14.01.2026

Expositions Musée

Sanatorium en haute montagne

Ernst Ludwig Kirchner : Le pont près de Wiesen

Ernst Ludwig Kirchner : Le pont près de Wiesen

Il y a plus de cent ans, les personnes atteintes d’une maladie pulmonaire se rendaient à Davos pour une cure de repos. Cela avait des répercussions culturelles, comme le montre l’exposition temporaire “Europa auf Kur. Ernst Ludwig Kirchner, Thomas Mann et le mythe de Davos” ainsi que les offres numériques du Germanisches Nationalmuseum de Nuremberg le démontrent

Ernst Ludwig Kirchner : Die Brücke bei Wiesen, 1926, huile sur toile, Kirchner Museum Davos, donation Landschaft Davos Gemeinde 1982. photo : Germanisches Nationalmuseum Nürnberg/Kirchner Museum Davos

Elle est déjà en place depuis février, mais malgré une conception cohérente et des pièces d’exposition passionnantes, elle n’a encore vu aucun visiteur : L’exposition “Europa auf Kur. Ernst Ludwig Kirchner, Thomas Mann et le mythe de Davos” reste malheureusement fermée pour le moment en raison du nombre élevé d’entrées au Germanisches Nationalmuseum de Nuremberg.

En attendant, des offres numériques devraient raccourcir le temps d’attente. Environ 300 pièces d’exposition racontent l’ascension de la ville en tant que station de ski et station climatique mondaine dans les années 1900. Ernst Ludwig Kirchner a essayé de se soigner à Davos des horreurs de la Première Guerre mondiale et Thomas Mann y a écrit la “Montagne magique”. En raison de son air climatique curatif, Davos était particulièrement apprécié des personnes allergiques, asthmatiques et tuberculeuses.

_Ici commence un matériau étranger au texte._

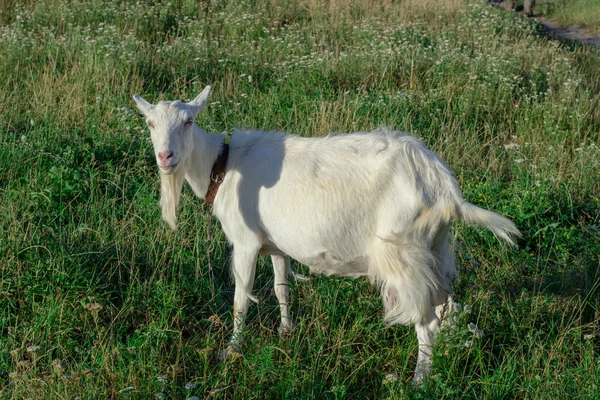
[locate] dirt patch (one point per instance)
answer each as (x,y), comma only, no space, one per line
(572,33)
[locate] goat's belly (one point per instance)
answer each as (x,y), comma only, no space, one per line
(330,265)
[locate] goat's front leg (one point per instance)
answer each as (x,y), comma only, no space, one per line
(427,330)
(281,266)
(244,270)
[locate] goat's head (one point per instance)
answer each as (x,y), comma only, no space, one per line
(171,127)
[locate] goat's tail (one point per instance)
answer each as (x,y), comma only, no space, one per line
(502,227)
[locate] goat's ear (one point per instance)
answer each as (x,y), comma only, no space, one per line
(144,107)
(200,102)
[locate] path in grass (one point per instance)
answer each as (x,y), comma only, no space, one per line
(573,33)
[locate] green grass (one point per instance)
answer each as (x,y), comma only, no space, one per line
(582,13)
(114,299)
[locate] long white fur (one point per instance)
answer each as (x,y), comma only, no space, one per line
(376,204)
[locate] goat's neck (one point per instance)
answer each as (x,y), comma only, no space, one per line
(199,165)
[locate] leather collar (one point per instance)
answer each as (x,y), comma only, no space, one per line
(217,174)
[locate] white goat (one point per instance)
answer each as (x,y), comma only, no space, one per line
(376,204)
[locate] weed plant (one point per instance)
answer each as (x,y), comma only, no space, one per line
(99,299)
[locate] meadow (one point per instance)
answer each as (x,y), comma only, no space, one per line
(100,299)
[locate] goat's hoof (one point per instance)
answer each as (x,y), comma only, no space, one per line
(286,329)
(230,354)
(390,378)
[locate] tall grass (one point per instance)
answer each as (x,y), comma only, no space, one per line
(97,295)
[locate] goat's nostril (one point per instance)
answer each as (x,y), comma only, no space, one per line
(165,155)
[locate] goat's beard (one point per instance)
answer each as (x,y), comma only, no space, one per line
(170,193)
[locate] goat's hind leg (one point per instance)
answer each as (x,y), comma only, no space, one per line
(281,268)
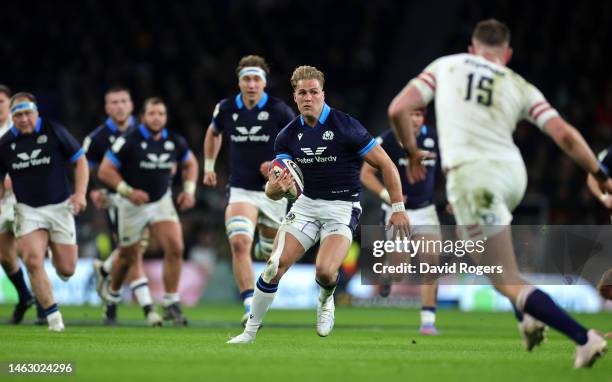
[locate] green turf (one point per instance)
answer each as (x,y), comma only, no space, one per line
(366,345)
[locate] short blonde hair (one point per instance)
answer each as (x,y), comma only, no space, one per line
(305,72)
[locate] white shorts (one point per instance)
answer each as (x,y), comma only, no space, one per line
(56,219)
(271,212)
(7,212)
(423,221)
(133,219)
(484,194)
(311,220)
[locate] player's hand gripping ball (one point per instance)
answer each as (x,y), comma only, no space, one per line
(605,285)
(279,165)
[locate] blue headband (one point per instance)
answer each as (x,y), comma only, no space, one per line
(252,70)
(24,106)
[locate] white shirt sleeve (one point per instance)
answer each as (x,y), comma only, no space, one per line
(536,109)
(425,82)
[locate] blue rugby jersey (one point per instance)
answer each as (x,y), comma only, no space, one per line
(98,142)
(421,194)
(330,154)
(251,134)
(37,162)
(101,139)
(147,164)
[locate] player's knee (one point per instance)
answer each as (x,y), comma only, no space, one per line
(33,261)
(241,245)
(128,255)
(239,229)
(326,275)
(265,246)
(66,271)
(174,248)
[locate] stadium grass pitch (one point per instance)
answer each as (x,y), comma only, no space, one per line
(367,344)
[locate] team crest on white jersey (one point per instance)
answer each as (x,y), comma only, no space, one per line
(328,135)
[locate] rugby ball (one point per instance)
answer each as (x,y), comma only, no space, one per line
(279,165)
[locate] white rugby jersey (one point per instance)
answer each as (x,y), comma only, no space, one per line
(478,104)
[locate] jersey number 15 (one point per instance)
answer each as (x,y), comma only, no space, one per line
(483,90)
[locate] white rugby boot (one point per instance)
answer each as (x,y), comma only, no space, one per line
(154,319)
(325,316)
(587,354)
(533,332)
(242,338)
(56,323)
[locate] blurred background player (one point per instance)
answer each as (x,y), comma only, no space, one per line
(140,166)
(419,203)
(8,250)
(486,176)
(119,107)
(35,153)
(251,120)
(605,157)
(329,146)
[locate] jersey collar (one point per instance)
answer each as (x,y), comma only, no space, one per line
(322,118)
(147,135)
(423,130)
(262,102)
(36,128)
(113,126)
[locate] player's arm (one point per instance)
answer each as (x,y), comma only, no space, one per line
(574,145)
(81,179)
(378,158)
(212,145)
(603,197)
(186,198)
(96,193)
(278,186)
(372,183)
(406,102)
(108,172)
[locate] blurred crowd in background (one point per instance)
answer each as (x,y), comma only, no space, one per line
(68,53)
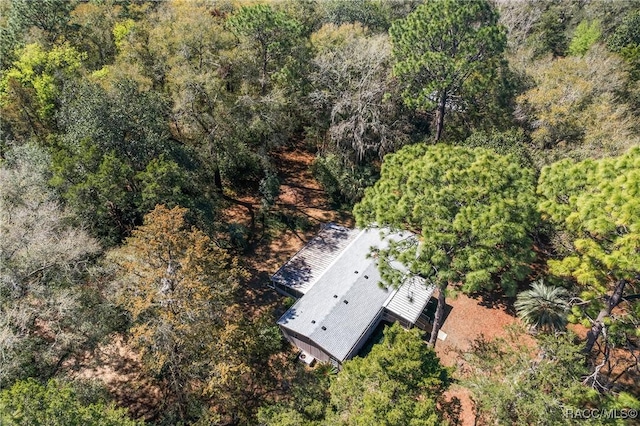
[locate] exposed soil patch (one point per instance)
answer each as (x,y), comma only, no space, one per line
(301,201)
(119,368)
(467,319)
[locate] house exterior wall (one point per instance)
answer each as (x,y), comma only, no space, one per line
(366,335)
(302,342)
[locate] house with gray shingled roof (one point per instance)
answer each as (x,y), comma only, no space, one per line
(341,299)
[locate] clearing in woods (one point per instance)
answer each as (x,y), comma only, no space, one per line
(301,200)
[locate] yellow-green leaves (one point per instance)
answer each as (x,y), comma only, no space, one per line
(41,71)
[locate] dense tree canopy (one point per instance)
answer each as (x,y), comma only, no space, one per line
(597,202)
(471,209)
(28,403)
(233,125)
(50,307)
(513,384)
(176,284)
(398,383)
(442,45)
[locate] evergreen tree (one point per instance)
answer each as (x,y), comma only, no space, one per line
(471,209)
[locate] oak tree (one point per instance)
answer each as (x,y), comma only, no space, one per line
(178,286)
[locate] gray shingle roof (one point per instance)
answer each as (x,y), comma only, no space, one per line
(410,299)
(306,266)
(322,314)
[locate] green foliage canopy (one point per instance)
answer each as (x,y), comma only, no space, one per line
(28,403)
(472,209)
(397,383)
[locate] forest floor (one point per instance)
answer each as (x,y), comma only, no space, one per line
(467,318)
(302,207)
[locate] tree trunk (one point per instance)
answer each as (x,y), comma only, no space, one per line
(442,103)
(437,320)
(613,301)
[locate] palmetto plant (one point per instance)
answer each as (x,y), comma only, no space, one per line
(544,307)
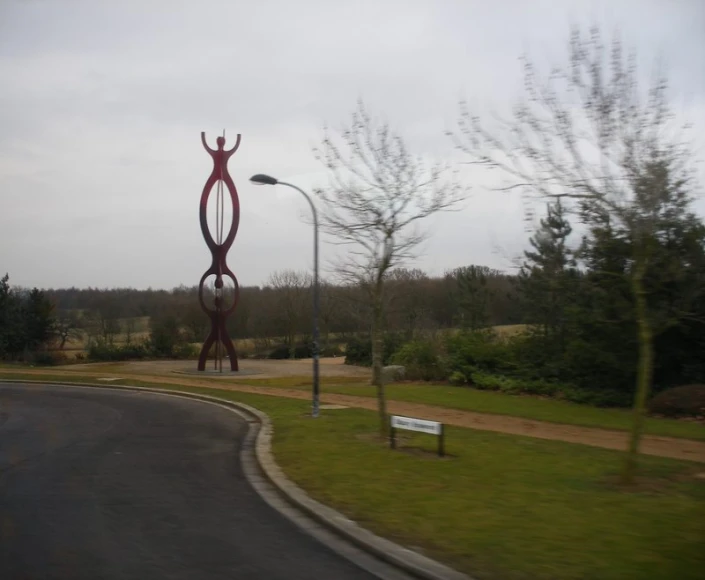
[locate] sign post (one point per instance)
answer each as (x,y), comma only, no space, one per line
(419,425)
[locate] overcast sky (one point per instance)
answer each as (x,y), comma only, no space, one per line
(103,102)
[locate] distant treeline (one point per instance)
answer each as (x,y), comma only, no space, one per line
(283,307)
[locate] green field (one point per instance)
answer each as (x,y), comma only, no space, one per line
(501,507)
(528,407)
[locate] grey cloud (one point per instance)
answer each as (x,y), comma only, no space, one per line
(102,103)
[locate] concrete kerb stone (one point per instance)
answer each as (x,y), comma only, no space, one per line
(260,426)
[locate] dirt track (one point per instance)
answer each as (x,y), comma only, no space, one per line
(651,445)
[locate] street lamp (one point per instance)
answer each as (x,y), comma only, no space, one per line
(261,179)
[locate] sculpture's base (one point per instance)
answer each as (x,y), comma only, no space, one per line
(212,373)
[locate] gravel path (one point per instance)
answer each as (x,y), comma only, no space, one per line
(672,447)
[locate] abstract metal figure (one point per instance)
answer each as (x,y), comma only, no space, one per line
(219,248)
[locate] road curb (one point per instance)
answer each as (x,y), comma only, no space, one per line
(404,559)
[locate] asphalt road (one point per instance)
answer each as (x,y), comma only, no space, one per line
(102,484)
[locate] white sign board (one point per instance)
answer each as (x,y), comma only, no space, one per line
(411,424)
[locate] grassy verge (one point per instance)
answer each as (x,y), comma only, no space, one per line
(467,399)
(502,507)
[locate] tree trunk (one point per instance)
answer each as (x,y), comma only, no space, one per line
(644,374)
(377,362)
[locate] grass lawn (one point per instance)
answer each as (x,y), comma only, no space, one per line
(467,399)
(502,507)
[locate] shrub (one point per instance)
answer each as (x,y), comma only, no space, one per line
(421,359)
(457,378)
(185,351)
(283,351)
(478,351)
(280,352)
(685,401)
(48,358)
(101,351)
(331,350)
(358,351)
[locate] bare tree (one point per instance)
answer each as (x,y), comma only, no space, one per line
(377,193)
(586,132)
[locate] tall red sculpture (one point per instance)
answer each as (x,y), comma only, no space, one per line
(219,247)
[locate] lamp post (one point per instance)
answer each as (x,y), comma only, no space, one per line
(261,179)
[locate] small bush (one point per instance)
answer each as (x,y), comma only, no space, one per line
(283,352)
(685,401)
(48,358)
(483,351)
(280,352)
(457,378)
(358,351)
(101,351)
(331,350)
(421,360)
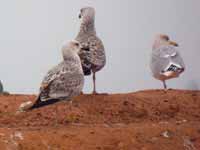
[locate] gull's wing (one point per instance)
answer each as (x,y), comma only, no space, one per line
(166,58)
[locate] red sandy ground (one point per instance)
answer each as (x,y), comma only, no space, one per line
(145,120)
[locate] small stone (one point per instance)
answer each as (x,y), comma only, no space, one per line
(24,106)
(167,134)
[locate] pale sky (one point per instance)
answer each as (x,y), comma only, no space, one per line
(33,31)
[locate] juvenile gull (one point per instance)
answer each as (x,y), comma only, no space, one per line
(64,80)
(92,54)
(166,62)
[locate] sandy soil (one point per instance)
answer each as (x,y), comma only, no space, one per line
(145,120)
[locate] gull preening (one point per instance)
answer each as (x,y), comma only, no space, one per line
(92,53)
(64,80)
(166,61)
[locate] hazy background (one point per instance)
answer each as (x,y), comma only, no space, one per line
(33,31)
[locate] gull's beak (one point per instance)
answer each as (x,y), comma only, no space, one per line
(173,43)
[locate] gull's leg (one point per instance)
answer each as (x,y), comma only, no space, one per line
(94,83)
(165,85)
(56,115)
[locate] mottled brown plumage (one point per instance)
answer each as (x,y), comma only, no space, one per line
(92,54)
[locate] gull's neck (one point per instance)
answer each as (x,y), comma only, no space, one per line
(87,28)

Un thème d’exposition passionnant. Mais la pandémie et bien des caprices de la météo sont intervenus. “La mise en place a été passionnante”, décrit laconiquement le professeur Daniel Hess, directeur général du GNM. “Davos était complètement enneigée en février. Nous avons dû reporter l’ensemble des transports. La folie normale d’un montage d’exposition”. Mais il ajoute : “Corona nous a donné un grand coup de pouce pour nous développer numériquement”.

De cette manière, l’exposition analogique a pour ainsi dire pu être mise en ligne. Avec leur format “Digital stories”, les organisateurs de l’exposition veulent notamment faire apprécier virtuellement le contenu de l’exposition à un jeune public. L’approche est convaincante, mais il reste à espérer que les objets exposés pourront bientôt être découverts de manière analogique. Les multiples expositions permanentes sont également fermées temporairement.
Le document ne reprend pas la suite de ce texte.